This book was a bit lame, if I’m going to be honest. It read like a few breathless anecdotes that were cobbled together to make a book. But the stories are only related together under the banner of cybercrime, but there’s not enough connective tissue to like it all that much.
So the premise is that the book is about cybercrime, which it loosely is, but almost just personal bits and pieces of the people involved. We get snippets of the different types of cybercrime, ransomware for example, is a key feature of one of the main characters, but there’s no in-depth analysis or, again, connecting much together. So it all just feels a bit lightweight.
The other thing I don’t like about it is that it’s told like she was there, observing like a third party. But obviously she wasn’t, so I feel distrustful of the entire narrative. I have no doubt she had interviews with these people and knew her stuff, but it was written in such a flippant style that it just made me question the veracity of the whole book. Which is probably not what she was going for.

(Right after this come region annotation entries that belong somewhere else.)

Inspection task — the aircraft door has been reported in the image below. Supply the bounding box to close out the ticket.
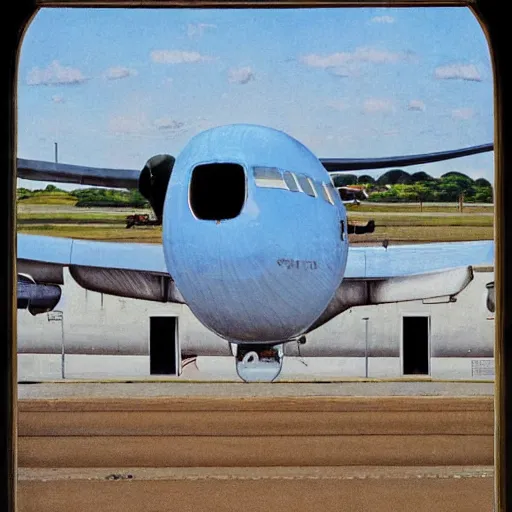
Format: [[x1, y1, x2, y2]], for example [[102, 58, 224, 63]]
[[149, 316, 181, 376], [402, 315, 430, 375]]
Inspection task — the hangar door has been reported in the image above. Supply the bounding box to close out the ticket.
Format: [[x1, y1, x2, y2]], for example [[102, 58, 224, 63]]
[[402, 316, 430, 375], [149, 316, 181, 375]]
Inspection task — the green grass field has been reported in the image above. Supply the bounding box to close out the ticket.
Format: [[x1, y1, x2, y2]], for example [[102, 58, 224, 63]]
[[18, 204, 494, 244]]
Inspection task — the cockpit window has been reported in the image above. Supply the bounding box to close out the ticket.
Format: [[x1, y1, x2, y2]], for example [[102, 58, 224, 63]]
[[297, 174, 316, 197], [283, 171, 300, 192], [321, 183, 334, 204], [189, 163, 246, 220], [254, 167, 288, 189]]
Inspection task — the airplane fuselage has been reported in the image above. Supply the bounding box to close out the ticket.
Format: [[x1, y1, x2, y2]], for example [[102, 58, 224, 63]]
[[163, 125, 348, 343]]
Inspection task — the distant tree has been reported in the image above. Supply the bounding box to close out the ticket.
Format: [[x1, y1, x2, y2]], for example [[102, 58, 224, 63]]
[[377, 169, 411, 185], [475, 178, 492, 188], [440, 171, 474, 183], [332, 174, 357, 187], [411, 171, 436, 183], [357, 174, 375, 185]]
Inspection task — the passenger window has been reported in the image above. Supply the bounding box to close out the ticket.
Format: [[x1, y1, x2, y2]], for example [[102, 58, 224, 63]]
[[297, 174, 316, 197], [319, 183, 334, 204], [283, 171, 300, 192], [254, 167, 288, 189]]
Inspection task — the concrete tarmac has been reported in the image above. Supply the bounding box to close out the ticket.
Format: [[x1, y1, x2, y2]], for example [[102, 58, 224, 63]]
[[18, 379, 494, 400]]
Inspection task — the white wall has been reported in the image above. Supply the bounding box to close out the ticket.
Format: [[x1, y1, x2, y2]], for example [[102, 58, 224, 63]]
[[18, 272, 494, 378]]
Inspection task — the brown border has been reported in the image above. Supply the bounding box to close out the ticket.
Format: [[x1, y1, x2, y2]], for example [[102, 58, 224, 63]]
[[4, 0, 512, 511]]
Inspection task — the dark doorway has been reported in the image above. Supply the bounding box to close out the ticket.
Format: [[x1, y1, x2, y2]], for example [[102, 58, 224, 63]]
[[402, 316, 430, 375], [149, 316, 181, 375]]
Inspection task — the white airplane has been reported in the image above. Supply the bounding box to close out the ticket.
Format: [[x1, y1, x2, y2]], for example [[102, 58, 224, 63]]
[[17, 125, 494, 381]]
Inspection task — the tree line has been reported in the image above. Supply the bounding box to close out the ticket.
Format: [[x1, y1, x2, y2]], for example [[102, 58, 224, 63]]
[[17, 185, 149, 208], [333, 169, 493, 203], [17, 169, 493, 208]]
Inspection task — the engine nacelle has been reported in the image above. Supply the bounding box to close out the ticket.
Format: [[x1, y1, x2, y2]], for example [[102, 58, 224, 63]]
[[139, 155, 175, 223], [16, 274, 62, 316]]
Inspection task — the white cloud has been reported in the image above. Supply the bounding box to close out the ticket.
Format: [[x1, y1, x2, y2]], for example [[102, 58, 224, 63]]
[[300, 47, 406, 69], [363, 98, 393, 114], [108, 114, 149, 135], [228, 66, 255, 84], [151, 50, 214, 64], [327, 100, 349, 111], [434, 64, 482, 82], [371, 16, 395, 23], [452, 107, 475, 120], [187, 23, 217, 37], [105, 66, 137, 80], [27, 60, 88, 85], [407, 100, 425, 112], [153, 117, 185, 132]]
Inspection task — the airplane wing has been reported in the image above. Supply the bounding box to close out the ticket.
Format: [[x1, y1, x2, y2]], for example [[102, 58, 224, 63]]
[[17, 234, 185, 314], [320, 143, 494, 172], [17, 143, 493, 188], [309, 240, 494, 331], [17, 234, 494, 329], [17, 158, 141, 188]]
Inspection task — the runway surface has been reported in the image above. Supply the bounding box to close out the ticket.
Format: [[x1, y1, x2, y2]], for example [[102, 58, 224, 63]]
[[18, 379, 494, 399], [18, 380, 494, 512]]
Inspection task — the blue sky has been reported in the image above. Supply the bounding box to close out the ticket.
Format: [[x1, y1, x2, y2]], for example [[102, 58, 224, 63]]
[[18, 8, 494, 188]]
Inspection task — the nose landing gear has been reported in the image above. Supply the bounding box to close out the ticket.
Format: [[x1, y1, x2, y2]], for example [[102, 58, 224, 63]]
[[236, 343, 284, 382]]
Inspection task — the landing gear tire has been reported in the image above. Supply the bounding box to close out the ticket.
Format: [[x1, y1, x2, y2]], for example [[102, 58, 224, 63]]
[[236, 343, 284, 382]]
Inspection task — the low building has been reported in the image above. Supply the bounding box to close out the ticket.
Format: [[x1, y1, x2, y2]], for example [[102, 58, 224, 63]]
[[18, 268, 494, 380]]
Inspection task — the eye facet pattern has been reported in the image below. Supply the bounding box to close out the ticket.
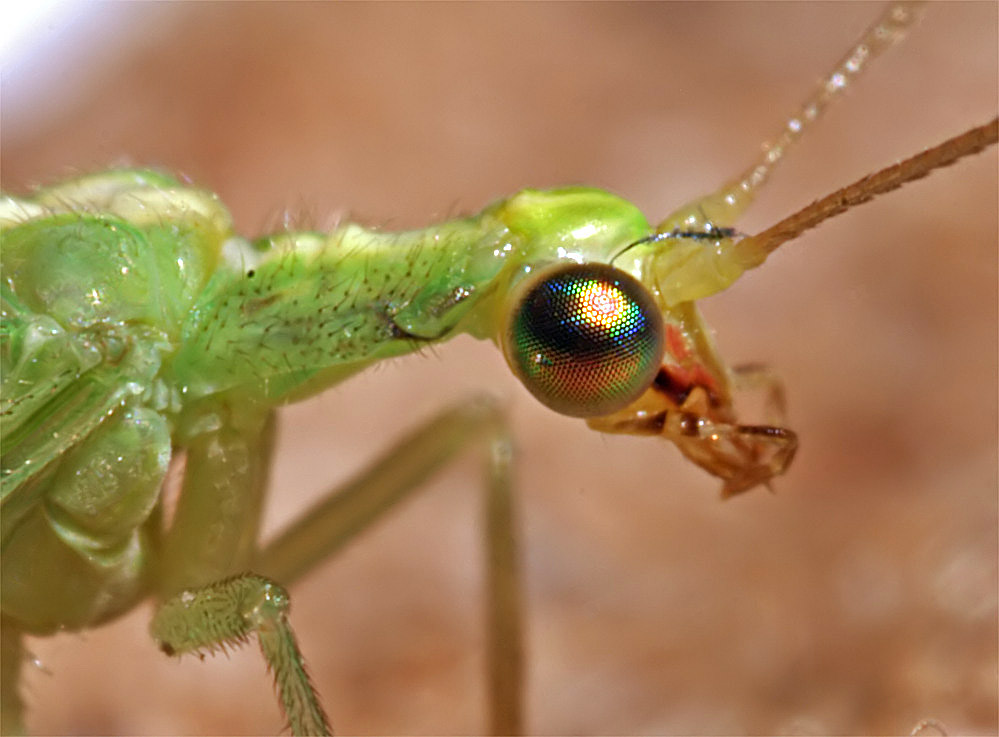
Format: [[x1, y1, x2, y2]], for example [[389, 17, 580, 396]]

The stories centre around different criminal and non-criminal elements, all enmeshed in either committing or combatting cybercrime. Instead of keeping them all together and telling one story at a time, they are all stretched out over the whole book, which makes it difficult to care at the beginning as you’re being introduced to all these people and not really caring about any of them. Also expecting to find out more about cybercrime endnote really getting that either. So I felt annoyed for the first 80 pages.
There’s also relatively little resolution. Yes, some things get wrapped up but I wanted to know more in-depth understanding of what happened and how they were or weren’t resolved. Instead, you get high level descriptions and yet more personal bits and bobs. Also I’m super annoyed that she wrote herself in as a third party character, which again just felt incredibly lame.
Anyway, do not recommend. I found Spam Nation a much more compelling and interesting read, with far more to understand about the nature of cybercrime. Ugh. Annoyed. It was just so top level and a like a centimetre deep, when I wanted something with a lot more detail.